The mapping feature gives a nice predictive 24-hour future cast where you can watch the approaching storms develop and blow through with map overlays. Other map layers let you see snow depth and temperature across your region.
The app is somewhat pricey at $30 per year, unlocking backward-looking snowfall and the mentioned mapping features. It also lacks granular support for many ski areas outside of Colorado and Utah, making us northwest skiers feel a bit like Black Sheep. Overall this app is unparalleled in ski weather reports. I wish they had more support for our local mountain. I did end up signing up for a subscription to consolidate my powder reports.
3. Snoww:
Ski tracker first with run by run tools and stats, but differentiates with social features for tracking friends on the mountain or keeping tabs on your kids. It has all the basics and everything you would need for a great day on the mountain. Available for both apple and android.
Snoww touts the standard package of tracking features for distance, speed, vertical, runs, time, calories, etc. It has a run-by-run breakdown with a handing sorting feature. The app integrates with Apple Watch giving you the gloves on logging experience with health app integration. Live temperatures are displayed right on the dash, and a map with layers and terrain traces out your days. The differentiator on this app lies in the social features giving you a feed and ranking against your friends based on various stats. Handy background features let you integrate emergency contacts, add your personal gear like skis and boards. It even integrates with Siri letting you use a few voice commands inside the app.
4. Ski tracks:
A tracking app gives you all the critical ski stats distance, max speed, vertical, altitude, number of runs, slope, profile, and duration. Beyond the basic tracking info, the app has extensive bonus features like watch integration, battery saving mode, health integration, photos, and music integration. Hidden behind a few screens is the ability to report the weather and on-hill conditions. It’s an extensive tool kit that will be enough for any serious skier.
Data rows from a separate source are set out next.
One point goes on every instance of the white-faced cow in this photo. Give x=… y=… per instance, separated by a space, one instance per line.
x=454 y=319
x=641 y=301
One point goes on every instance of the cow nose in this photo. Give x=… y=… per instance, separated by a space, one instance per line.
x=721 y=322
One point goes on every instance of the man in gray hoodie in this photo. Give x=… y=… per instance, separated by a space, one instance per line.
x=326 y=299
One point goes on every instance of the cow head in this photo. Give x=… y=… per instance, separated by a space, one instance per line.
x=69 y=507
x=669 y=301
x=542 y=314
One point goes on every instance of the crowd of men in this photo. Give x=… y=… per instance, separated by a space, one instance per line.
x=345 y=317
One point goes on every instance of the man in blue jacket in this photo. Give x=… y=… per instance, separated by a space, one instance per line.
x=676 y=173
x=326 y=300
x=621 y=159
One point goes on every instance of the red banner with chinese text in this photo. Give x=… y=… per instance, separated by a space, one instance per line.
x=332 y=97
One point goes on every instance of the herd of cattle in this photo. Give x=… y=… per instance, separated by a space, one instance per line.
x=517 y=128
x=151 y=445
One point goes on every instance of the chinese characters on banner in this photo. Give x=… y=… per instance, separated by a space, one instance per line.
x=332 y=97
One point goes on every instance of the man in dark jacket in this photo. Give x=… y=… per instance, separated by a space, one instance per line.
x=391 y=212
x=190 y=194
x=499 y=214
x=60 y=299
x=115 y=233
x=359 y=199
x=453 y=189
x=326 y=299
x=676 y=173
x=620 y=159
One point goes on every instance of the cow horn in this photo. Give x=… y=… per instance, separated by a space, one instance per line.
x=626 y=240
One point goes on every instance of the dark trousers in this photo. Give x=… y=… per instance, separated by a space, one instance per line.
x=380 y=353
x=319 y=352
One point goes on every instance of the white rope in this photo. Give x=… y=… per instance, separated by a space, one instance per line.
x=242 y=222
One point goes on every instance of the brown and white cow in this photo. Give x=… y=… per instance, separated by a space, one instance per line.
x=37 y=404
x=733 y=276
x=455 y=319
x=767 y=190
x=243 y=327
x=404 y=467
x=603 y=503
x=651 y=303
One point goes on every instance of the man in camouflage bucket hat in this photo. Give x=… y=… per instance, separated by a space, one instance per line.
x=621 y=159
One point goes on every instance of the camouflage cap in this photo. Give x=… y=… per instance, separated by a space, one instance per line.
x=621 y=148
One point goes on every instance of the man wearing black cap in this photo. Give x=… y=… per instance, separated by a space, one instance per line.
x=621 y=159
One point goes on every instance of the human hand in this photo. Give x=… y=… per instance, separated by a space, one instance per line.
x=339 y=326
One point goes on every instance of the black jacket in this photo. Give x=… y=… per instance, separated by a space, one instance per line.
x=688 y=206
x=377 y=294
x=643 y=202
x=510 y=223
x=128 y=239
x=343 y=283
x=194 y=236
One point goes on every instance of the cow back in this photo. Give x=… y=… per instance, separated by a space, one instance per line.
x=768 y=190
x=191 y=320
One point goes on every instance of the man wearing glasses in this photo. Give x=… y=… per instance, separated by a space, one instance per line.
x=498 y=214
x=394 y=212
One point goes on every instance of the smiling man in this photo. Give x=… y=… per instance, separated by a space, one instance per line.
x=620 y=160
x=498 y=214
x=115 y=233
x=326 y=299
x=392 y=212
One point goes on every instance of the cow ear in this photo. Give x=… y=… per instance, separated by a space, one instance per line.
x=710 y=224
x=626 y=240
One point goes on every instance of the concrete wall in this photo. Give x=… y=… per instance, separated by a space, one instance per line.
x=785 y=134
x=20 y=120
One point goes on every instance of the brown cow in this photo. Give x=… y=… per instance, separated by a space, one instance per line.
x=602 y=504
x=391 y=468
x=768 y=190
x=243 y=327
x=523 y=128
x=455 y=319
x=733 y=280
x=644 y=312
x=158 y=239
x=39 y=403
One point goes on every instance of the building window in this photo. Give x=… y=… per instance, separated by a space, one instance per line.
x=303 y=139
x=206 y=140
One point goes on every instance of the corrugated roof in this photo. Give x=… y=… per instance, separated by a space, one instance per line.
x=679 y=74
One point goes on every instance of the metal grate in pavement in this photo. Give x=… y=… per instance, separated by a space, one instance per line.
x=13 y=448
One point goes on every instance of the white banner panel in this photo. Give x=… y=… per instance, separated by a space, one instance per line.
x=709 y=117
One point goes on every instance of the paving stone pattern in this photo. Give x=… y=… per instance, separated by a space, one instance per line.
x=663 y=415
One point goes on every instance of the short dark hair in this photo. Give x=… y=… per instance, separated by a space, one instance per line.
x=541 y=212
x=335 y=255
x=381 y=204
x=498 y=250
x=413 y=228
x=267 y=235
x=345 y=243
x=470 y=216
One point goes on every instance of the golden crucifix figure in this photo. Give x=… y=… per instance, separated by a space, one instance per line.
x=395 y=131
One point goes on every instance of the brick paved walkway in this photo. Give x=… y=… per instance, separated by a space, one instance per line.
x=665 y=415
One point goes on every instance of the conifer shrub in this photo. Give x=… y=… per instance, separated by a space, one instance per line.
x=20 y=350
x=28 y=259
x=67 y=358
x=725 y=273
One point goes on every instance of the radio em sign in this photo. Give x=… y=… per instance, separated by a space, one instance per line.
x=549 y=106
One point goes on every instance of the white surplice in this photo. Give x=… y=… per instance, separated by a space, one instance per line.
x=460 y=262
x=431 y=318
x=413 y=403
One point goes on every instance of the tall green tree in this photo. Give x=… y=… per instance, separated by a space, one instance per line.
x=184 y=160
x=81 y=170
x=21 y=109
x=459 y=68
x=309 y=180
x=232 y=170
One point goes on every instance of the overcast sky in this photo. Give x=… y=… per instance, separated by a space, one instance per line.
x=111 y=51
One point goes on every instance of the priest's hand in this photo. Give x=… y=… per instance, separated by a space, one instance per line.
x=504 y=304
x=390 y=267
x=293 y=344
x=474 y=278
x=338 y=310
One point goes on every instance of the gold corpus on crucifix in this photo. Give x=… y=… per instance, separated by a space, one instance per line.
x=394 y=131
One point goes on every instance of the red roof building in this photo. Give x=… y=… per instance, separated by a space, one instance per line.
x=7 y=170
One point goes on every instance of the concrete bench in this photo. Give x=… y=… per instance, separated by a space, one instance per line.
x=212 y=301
The experience is not as clean as some others on this list, but the tools are just as good, and it’s free.
5. Ski Tracker:
Ski Tracker is a GPS tracker that gives you feedback on your ski stats dashboard like distance, max speed, vertical, and calories burned daily or run-by-run basis. All your runs are laid out on a satellite map allowing you to see your day in detail. It has a simple watch integration so you can track your turns without taking off your gloves. A widget for your iPhone puts your stats on the home screen of your iPhone. Weather integration is still a bit simple, allowing you to get NOAA forecast on any map location, but it doesn’t store your favorite mountain(s).
On the whole, this is a good ski app. It’s completely free with no hidden paywall or advertisements. It still lacks the clean UX and feature set of paid apps such as Slopes, but it definitely does the job and meets a good ski app's criteria.
6. OnTheSnow:
On the snow allows you to choose the mountain/resort you're interested in. It gives stats on the resort, including terrain, lifts, runs, elevations, etc. The big offering is the home page, where you get the weather forecasts, snow levels, etc. There are supposedly webcam images, but they weren’t working at the time of this writing. Lastly,
the app gives the user the ability to write a post about a mountain, “great snow today,” or something about your day and let the community know what’s going on.